Now you can pass this run config to JobDefinition.execute_in_process
:
result = configurable_job.execute_in_process(run_config=run_config)
When executing jobs with the Dagster CLI, we'll need to provide the run config in a file. We use YAML for the file-based representation of configuration, but the values are the same as before:
ops:
download_csv:
config:
url: "https://raw.githubusercontent.com/dagster-io/dagster/master/examples/docs_snippets/docs_snippets/intro_tutorial/cereal.csv"
We can pass config files in this format to the Dagster CLI tool with the -c
flag.
dagster job execute -f configurable_job.py -c run_config.yaml
In practice, you might have different sections of your run config in different yaml files—if, for instance, some sections change more often (e.g. in test and prod) while other are more static. In this case, you can set multiple instances of the -c
flag on CLI invocations, and the CLI tools will assemble the YAML fragments into a single run config.
The implementation of the download_csv
op we wrote above expects the provided configuration will look a particular way. I.e. that it will include a key called "url" and an accompanying value that is a string. If someone running the job were to neglect to provide config, the op would fail with a KeyError
when it tried to fetch the value for "url" from context.op_config
. If the provided value were an integer and not a string, the op would also fail, because requests.get
expects a string, not an integer.
Dagster allows specifying a "config schema" on any configurable object to help catch these kinds of errors early. Here's a version of download_csv
that includes a config_schema
. With this version, if we try to pass config that doesn't match the expected schema, Dagster can tell us immediately.
import csv
import requests
from dagster import op
@op(config_schema={"url": str})
def download_csv(context):
response = requests.get(context.op_config["url"])
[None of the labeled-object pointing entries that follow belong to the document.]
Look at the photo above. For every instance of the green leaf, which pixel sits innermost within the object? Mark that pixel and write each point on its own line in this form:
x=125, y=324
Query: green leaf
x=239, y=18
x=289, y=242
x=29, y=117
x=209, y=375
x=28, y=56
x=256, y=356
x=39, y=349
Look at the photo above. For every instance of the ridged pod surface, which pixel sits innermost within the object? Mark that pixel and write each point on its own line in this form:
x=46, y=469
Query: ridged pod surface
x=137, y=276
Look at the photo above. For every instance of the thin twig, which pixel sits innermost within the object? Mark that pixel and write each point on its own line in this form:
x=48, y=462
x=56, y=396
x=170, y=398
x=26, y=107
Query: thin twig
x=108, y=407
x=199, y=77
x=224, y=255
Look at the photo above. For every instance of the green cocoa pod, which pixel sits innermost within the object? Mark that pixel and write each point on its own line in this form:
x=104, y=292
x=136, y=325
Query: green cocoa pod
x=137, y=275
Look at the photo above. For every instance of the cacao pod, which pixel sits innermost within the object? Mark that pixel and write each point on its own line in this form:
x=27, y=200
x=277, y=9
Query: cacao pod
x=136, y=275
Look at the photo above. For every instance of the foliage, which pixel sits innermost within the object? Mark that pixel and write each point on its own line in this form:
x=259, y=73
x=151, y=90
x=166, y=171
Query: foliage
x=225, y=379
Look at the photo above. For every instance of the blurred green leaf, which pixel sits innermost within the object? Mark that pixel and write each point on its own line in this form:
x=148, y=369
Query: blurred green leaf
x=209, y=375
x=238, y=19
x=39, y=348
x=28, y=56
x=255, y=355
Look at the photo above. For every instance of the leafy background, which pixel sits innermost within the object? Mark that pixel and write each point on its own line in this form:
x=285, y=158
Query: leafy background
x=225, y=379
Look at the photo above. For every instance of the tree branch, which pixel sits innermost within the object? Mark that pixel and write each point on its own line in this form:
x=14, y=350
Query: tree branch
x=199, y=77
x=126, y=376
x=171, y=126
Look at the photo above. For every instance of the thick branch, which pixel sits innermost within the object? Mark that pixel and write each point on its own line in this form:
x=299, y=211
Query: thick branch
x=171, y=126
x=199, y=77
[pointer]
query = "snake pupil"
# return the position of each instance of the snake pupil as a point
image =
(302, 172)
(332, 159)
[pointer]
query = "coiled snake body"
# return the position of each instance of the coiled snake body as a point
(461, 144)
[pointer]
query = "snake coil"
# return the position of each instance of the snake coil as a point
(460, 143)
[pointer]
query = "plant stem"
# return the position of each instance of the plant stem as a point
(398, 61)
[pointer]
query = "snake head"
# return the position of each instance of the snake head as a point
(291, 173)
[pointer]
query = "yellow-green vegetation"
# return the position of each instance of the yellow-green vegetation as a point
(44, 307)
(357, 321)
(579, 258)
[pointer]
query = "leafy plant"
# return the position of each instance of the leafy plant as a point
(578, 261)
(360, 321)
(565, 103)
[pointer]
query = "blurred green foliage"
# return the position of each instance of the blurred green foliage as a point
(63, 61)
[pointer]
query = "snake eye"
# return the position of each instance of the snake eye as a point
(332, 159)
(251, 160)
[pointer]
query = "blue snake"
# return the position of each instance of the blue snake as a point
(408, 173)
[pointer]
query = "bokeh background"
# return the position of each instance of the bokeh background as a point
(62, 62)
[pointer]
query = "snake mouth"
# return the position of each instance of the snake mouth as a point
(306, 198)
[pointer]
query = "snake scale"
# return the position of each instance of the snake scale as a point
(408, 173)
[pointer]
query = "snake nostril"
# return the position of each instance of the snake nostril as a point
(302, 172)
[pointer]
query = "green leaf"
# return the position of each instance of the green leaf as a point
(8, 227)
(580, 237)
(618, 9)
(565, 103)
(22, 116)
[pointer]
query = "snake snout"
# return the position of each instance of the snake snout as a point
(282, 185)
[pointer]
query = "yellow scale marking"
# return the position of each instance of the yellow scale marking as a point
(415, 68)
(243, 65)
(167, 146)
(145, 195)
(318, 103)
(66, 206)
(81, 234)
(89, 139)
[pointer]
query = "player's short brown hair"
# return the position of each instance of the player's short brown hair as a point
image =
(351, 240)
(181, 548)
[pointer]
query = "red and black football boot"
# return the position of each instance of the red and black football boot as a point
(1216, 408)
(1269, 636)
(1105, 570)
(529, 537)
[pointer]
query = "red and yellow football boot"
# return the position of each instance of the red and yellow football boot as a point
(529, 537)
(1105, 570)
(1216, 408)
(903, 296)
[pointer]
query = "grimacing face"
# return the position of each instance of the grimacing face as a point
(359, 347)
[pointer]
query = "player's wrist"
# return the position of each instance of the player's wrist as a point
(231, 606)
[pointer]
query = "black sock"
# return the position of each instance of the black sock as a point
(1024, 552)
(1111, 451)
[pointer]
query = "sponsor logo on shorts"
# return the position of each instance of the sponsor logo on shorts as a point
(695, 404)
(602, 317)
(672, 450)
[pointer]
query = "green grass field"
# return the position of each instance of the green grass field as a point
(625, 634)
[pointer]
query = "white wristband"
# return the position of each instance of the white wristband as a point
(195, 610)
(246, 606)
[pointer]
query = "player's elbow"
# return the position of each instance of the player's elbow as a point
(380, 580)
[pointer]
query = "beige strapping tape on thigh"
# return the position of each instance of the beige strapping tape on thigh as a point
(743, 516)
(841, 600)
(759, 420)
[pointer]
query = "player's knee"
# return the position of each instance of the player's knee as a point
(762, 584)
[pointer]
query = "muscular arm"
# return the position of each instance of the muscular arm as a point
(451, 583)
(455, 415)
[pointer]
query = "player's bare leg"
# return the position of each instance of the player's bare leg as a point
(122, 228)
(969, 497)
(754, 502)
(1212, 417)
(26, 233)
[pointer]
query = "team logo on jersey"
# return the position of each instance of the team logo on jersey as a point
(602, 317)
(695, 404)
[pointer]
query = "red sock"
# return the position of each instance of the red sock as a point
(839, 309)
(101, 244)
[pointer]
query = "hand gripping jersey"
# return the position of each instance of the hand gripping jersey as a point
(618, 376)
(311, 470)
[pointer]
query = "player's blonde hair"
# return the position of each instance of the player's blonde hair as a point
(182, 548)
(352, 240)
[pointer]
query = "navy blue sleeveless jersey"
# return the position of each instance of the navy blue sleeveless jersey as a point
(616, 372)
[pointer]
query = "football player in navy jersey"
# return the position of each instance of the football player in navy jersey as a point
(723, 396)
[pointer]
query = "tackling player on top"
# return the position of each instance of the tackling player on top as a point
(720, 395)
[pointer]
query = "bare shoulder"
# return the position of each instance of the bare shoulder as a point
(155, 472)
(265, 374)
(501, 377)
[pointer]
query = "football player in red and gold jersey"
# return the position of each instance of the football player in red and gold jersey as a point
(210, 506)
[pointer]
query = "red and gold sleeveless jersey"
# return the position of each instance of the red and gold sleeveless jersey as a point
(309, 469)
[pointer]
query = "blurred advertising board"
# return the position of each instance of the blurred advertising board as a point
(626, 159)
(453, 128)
lines = response.text.split("\n")
return [row for row in csv.DictReader(lines)]
The ConfigSchema
documentation describes all the ways that you can provide config schema, including optional config fields, default values, and collections.
In addition to catching errors early, config schemas are also useful for documenting jobs and learning how to use them. This is particularly useful when launching jobs from inside Dagit.
Because of the config schema we've provided, Dagit knows that this job requires configuration in order to run without errors.
Go back to the Launchpad and press Ctrl + Space in order to bring up the typeahead assistant.
Here you can see all of the valid config fields for your job.